Participants noted trusted relationships with long-standing primary care providers to be sources of motivation for pursuing treatment. One participant described how their doctor’s behavior built a trusting relationship: “I felt like my doctor was very open, honest, and straightforward. He told me about things I could do to lessen my chances of [HCV] getting worse…I say that’s the most important thing. Just be straightforward and be honest about what your prognosis is, what you need to quit doing to improve your chances, keeping from spreading it to other people. I was given all those things” [participant 7, female, 70 years]. Trusted providers were seen as potential facilitators of the treatment process, if the decision were made to seek care: “All I got to do [to get treated] is ask my family physician. My internal medicine doctor, she’s very adamant about trying to get me cured” [participant 4, male, 51 years], and “I feel like now that my doctors know everything – whatever I have going on, my doctor and I are very close. I can tell her anything. I feel like she would help me get into the clinic if I needed to rather than just me trying to do it on my own and not getting any answers.” [Participant 3, female, 24 years]

Conversely, a lack of trust with health care providers also informed patients’ decisions not to seek treatment. A patient with previous experience with earlier interferon-based treatment was discouraged by a lack of responsiveness by prior HCV specialists to his concerns, and this resulted in a lack of trust that impacted his perceived benefits of treatment. “I had taken the pill one time. And it made me sick. It made me feel like I was going to die, man. And I tried to explain it to the doctor…And the doctors just act like it ain’t no big deal…. I can’t trust [doctors] at all…It’s a serious disease. They need to treat it as one... I’d rather die from the disease than die from some cure.” [Participant 4, male, 51 years]

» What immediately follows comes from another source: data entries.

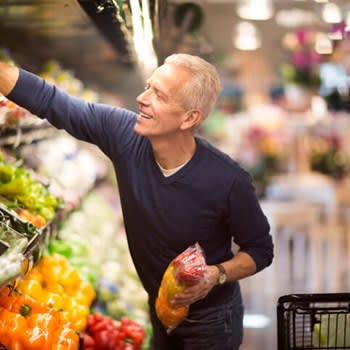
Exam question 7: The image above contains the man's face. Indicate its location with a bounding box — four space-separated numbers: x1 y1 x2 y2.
135 64 190 138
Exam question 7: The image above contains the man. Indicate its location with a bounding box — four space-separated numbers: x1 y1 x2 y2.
0 54 273 350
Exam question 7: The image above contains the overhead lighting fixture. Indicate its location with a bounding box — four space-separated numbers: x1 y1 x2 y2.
237 0 274 21
232 22 261 51
130 0 158 78
315 33 333 55
345 11 350 32
322 2 342 23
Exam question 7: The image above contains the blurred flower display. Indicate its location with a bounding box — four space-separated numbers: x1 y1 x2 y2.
238 124 288 197
281 29 322 88
310 134 349 179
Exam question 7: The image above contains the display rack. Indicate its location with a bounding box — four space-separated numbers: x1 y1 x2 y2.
277 293 350 350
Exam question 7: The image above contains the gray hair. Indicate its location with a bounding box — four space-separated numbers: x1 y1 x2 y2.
164 53 221 119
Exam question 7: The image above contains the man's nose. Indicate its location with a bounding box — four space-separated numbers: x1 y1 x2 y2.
136 91 149 104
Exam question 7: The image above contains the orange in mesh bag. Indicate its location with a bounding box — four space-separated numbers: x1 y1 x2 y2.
156 243 207 333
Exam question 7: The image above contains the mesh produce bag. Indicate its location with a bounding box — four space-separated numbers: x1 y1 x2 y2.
156 243 207 333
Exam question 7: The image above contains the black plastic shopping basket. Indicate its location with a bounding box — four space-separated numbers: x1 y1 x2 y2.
277 293 350 350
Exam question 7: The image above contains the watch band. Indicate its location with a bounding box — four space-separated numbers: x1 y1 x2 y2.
215 264 227 284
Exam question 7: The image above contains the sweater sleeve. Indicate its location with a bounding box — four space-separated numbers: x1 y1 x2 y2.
7 69 135 155
229 172 273 272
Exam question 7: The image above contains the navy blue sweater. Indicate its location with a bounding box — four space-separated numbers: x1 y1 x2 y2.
8 70 273 308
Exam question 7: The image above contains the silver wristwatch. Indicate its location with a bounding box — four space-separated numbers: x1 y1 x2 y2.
215 264 227 285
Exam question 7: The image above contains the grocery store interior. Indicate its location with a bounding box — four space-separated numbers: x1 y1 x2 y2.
0 0 350 350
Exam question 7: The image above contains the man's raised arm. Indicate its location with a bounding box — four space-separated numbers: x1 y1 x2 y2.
0 61 19 96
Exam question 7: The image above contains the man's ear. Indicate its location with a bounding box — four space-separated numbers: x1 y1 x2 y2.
181 109 202 130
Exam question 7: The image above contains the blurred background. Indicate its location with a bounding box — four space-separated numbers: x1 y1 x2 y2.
0 0 350 350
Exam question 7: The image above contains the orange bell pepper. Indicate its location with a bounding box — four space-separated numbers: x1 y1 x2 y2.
50 327 79 350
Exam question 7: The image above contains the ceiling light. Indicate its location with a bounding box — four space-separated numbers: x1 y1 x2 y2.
315 33 333 55
237 0 273 21
232 22 261 51
322 2 341 23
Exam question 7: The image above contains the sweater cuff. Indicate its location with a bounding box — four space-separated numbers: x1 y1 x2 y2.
6 68 45 119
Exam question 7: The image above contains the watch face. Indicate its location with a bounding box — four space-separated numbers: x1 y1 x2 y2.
219 273 226 284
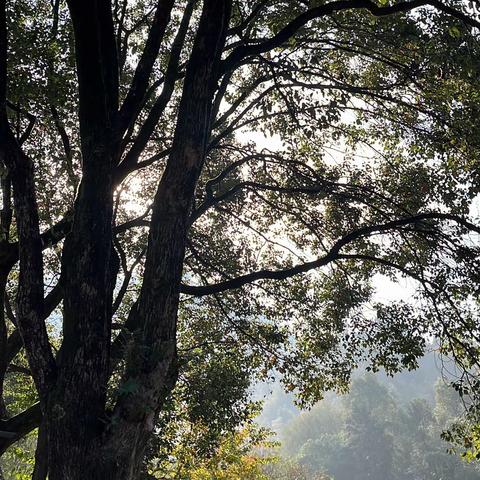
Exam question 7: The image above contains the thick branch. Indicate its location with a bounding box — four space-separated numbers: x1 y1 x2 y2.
222 0 480 72
181 213 480 297
120 0 174 133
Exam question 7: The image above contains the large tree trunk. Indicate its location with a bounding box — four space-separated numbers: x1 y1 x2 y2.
45 0 231 480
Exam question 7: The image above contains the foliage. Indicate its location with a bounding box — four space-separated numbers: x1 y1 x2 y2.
282 375 480 480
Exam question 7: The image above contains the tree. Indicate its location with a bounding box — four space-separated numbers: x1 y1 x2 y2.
0 0 480 480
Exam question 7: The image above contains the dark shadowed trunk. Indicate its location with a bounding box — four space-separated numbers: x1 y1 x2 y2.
44 0 230 480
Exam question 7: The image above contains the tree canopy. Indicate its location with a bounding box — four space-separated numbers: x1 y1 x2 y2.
0 0 480 480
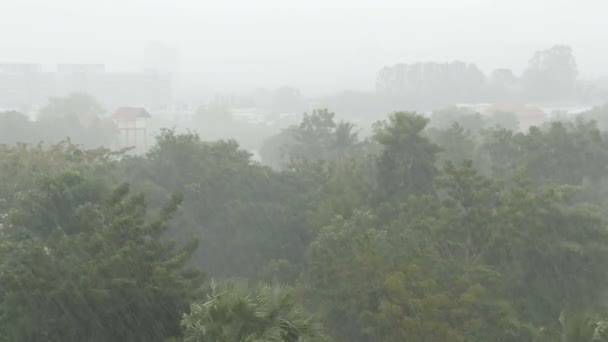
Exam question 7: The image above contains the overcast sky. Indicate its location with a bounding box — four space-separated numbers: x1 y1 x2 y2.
0 0 608 93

In this population of patients who have been diagnosed with HCV and referred to specialty care, but who have not successfully linked to care, excellent HCV knowledge was not sufficient for participants to pursue care. We identified themes that influenced pursuit of HCV care. The behavior of not seeking care resulted from complicated and varied factors across individual and structural levels. Dominant themes influencing pursuit of care included structural barriers to care, stigma, prior experiences with HCV through self or others, ambivalence, and patient-provider relationships. Improving LTC, and overcoming the plateau in LTC rates, requires systematic changes in care.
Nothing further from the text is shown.